How secure do these dudes want this already secure border to be? Didn’t they get the memo from the Pew Research Center that net migration from Mexico has come to a standstill? I’m no BS detector but I get the feeling that the 8 gangstaz have come up with a great stalling stratagem. My question to the Eight Gs is this: how many Billion $$ with a B will you continue to flush down the Department of Homeland Security for the sake of Border Security (B.S)?

That said, it is such a relief to know that there is going to be a pathway to citizenship for the 11 million undocumented immigrants. My concern as a person in deportation proceedings is how long immigration reform will take. For me, the deportation clock is ticking. I probably have until December before I get deported. I know I’m biased, but I think that the first step in immigration reform should be putting a moratorium on all deportations. I really don’t want to be among the 2 million who will have been deported by Obama in 2014 if Congress decides to take its sweet time.
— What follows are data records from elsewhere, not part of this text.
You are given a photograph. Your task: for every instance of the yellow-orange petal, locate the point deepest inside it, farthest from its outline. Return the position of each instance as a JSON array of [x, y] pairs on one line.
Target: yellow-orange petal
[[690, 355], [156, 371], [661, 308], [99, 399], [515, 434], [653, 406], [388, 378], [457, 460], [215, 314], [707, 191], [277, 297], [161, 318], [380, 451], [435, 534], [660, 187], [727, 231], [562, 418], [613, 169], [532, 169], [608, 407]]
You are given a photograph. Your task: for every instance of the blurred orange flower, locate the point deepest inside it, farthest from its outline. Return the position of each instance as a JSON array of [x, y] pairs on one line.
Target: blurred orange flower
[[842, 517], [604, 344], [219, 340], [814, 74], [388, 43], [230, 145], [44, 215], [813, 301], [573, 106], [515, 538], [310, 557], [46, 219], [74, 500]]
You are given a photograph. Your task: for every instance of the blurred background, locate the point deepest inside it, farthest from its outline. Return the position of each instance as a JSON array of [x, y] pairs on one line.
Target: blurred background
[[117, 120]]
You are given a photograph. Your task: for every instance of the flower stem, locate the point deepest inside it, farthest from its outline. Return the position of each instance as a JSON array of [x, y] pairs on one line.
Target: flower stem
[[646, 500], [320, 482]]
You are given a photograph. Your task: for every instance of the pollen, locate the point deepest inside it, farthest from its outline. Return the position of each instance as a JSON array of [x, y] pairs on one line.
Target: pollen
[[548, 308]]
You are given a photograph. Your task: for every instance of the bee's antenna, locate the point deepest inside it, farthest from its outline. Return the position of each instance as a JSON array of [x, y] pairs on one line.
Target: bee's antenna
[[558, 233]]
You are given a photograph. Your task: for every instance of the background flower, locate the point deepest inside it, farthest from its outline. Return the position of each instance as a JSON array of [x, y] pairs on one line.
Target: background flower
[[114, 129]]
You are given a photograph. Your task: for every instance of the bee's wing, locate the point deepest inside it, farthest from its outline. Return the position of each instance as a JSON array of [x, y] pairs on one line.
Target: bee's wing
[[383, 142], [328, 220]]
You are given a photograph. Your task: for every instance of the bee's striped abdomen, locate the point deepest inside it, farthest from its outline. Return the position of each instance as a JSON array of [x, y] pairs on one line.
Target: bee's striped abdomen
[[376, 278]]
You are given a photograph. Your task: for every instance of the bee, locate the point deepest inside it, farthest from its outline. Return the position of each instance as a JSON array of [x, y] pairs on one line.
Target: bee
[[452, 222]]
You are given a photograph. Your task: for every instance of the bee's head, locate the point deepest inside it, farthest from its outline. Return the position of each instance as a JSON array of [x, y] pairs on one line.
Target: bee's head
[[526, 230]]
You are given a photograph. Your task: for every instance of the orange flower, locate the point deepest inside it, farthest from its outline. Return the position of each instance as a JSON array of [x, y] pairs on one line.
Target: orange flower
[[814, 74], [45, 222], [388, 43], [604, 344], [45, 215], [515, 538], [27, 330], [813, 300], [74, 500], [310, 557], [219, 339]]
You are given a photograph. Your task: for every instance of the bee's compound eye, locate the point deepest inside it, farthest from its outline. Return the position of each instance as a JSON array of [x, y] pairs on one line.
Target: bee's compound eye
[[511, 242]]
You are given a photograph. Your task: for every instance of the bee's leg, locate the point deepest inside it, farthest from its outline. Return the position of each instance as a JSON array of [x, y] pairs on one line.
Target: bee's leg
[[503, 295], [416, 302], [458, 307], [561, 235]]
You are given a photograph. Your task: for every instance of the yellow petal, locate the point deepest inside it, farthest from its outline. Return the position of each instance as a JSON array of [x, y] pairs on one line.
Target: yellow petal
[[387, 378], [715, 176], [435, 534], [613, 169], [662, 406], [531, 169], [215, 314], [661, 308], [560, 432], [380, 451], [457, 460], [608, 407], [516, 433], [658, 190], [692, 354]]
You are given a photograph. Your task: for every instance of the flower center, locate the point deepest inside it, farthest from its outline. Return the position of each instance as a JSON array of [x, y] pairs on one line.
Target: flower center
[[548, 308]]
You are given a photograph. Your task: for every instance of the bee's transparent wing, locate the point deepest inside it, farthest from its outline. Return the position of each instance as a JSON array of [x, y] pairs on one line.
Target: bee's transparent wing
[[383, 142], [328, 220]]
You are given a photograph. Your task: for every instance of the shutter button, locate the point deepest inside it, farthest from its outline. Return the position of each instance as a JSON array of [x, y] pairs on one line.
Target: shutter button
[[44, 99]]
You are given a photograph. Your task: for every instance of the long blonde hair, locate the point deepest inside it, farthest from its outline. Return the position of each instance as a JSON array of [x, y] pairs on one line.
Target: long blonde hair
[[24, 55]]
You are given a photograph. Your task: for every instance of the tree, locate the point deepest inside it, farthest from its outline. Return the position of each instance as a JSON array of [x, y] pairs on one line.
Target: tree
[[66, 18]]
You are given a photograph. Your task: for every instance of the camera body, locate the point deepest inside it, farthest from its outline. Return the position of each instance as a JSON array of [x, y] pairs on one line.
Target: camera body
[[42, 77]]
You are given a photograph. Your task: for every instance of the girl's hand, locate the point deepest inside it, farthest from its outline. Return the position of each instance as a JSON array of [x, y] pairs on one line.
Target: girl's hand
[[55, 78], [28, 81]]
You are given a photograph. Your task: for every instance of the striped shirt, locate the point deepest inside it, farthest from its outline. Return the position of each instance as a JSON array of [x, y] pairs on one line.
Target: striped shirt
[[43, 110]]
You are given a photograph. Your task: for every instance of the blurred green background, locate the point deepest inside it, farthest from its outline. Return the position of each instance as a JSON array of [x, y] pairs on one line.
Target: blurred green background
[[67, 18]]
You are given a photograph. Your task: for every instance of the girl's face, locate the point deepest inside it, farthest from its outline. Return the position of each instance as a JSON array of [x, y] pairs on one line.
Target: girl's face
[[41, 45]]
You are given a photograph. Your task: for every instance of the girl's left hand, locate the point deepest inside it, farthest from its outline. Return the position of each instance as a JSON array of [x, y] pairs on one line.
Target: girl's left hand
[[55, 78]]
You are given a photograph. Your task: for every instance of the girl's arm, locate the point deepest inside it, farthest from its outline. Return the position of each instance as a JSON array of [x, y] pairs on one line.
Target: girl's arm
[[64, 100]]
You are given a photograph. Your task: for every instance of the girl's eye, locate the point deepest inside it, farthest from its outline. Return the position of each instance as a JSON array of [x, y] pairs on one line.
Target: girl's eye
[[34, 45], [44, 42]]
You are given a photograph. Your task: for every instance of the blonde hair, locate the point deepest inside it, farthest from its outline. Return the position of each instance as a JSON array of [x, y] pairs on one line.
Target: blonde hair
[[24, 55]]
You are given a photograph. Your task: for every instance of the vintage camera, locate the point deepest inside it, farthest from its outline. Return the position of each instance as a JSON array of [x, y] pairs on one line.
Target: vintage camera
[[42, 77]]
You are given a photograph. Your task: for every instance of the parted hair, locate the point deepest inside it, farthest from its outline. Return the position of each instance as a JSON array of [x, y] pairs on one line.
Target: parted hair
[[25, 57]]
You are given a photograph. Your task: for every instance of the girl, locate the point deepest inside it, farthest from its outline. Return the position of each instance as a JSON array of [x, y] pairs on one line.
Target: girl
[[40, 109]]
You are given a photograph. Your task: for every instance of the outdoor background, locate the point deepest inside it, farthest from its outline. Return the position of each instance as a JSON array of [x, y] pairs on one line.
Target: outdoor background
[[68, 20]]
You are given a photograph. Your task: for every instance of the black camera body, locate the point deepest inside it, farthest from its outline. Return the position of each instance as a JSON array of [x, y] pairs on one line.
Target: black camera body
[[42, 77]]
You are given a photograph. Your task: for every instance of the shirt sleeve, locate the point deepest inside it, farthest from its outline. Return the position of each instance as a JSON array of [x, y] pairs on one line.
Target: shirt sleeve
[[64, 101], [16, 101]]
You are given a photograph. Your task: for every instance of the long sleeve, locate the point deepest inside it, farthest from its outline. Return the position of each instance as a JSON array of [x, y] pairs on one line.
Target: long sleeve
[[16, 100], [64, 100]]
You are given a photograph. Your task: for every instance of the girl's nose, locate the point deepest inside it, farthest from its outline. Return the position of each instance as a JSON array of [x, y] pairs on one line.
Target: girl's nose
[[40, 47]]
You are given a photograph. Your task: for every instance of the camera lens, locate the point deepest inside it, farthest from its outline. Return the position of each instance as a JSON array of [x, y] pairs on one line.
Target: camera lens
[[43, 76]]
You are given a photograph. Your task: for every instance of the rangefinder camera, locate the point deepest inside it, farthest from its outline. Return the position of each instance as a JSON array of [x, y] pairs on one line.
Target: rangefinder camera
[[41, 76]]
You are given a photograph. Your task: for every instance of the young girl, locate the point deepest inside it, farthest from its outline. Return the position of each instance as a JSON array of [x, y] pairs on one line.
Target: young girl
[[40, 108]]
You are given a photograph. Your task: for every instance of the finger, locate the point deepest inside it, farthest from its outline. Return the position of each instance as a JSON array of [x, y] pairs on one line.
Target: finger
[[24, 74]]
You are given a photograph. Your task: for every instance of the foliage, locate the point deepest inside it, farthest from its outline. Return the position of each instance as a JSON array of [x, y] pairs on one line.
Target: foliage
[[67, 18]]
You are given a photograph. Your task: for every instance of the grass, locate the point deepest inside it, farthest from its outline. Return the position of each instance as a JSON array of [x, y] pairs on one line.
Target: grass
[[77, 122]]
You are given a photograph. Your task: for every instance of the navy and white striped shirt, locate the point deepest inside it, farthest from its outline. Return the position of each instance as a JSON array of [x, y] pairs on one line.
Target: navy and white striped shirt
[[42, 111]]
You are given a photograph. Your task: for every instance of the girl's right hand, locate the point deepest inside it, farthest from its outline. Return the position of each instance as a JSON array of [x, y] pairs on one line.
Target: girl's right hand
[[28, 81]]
President Obama said that we, the 11 million, must be held responsible for our actions by jumping a few “tough, but fair” hoops which include: registering with the authorities (Done), passing security and criminal checks (I ain’t got nothin’ to hide), paying taxes (I’ve always paid my taxes), going to the back of the line (just as long as they let me work legally), and learning English (which I clearly cannot speak).
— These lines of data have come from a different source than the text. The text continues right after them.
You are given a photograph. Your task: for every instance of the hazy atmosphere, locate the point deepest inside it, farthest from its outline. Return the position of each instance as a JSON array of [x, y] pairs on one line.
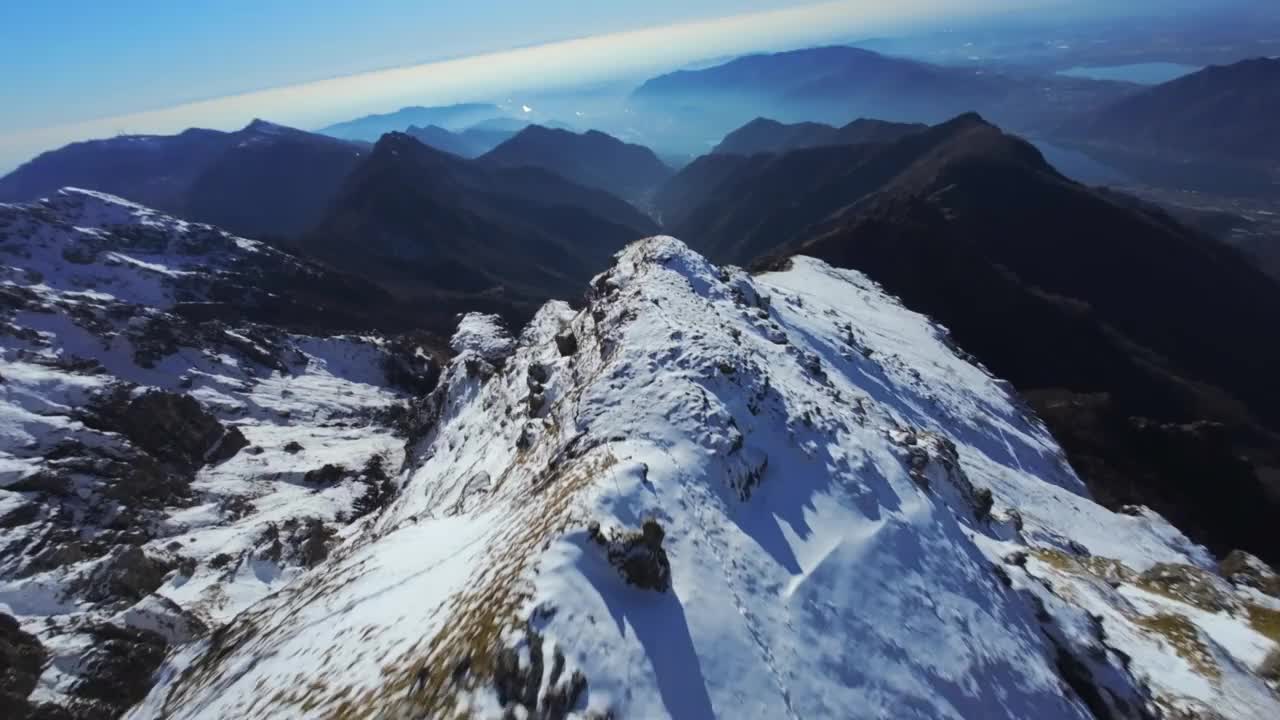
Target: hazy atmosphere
[[80, 68], [595, 360]]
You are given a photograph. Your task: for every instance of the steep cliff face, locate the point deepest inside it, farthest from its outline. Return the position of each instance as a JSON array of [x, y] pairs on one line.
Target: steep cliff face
[[709, 493], [170, 452]]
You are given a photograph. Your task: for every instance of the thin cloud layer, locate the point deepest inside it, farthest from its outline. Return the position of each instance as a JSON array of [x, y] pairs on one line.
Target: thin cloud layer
[[490, 74]]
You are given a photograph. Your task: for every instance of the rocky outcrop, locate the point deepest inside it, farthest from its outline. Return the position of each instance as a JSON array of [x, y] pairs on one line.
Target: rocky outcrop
[[118, 670], [173, 428], [22, 659], [638, 556]]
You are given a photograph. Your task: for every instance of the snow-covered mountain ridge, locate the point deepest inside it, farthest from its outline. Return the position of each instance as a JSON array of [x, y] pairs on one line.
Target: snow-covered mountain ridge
[[714, 495], [704, 493], [159, 473]]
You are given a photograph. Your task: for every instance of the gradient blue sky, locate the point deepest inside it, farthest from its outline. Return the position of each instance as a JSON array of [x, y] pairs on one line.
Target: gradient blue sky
[[68, 60], [76, 69]]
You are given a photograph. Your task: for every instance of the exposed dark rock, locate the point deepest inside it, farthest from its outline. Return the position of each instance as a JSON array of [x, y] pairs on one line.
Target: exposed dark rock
[[24, 514], [44, 481], [173, 428], [1243, 569], [379, 488], [22, 660], [56, 555], [1270, 669], [639, 556], [312, 541], [411, 363], [567, 343], [128, 574], [521, 687], [983, 502], [119, 670], [329, 474]]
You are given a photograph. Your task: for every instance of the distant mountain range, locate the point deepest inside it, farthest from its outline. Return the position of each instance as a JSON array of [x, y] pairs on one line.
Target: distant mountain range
[[508, 231], [415, 218], [451, 117], [763, 135], [264, 180], [593, 159], [1050, 283], [1212, 130], [836, 83], [470, 142]]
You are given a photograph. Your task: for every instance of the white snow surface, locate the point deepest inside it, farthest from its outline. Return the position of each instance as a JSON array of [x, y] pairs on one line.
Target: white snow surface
[[90, 270], [818, 458]]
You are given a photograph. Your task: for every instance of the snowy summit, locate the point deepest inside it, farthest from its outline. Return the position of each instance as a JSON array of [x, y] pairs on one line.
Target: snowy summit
[[709, 493]]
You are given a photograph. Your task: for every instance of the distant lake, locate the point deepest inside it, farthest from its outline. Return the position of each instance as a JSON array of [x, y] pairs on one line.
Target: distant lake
[[1080, 167], [1143, 73]]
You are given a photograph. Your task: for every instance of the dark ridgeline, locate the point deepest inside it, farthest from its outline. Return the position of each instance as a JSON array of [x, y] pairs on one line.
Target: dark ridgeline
[[470, 142], [763, 135], [369, 128], [835, 83], [1212, 131], [1138, 340], [593, 159], [261, 181], [420, 220]]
For someone like me who graduated from college, these hoops can be easily jumped, but what about the millions of undocumented immigrants who have no formal education and are unable to pass English language tests? Will they have to be deported or forced back into hiding? They, too, have contributed greatly to the building of this mighty nation. Some of them tear up when they hear the national anthem being sung, and others consider themselves Americans, even though they do not have the legal papers to prove it.

I, as well as the 11 million like me, don’t want freebies or something for nothing. We are smart, hard-working and industrious people. Just give us a chance to prove it. So please put us on a pathway to citizenship and do away with the stipulations. All these proposed hoops may sound tough and fair, but without realizing it they will end up scaring, alienating and hurting the same undocumented immigrants lawmakers are working so hard to help.

Is change really coming? I have a strong feeling it is and it may be sooner than we expect.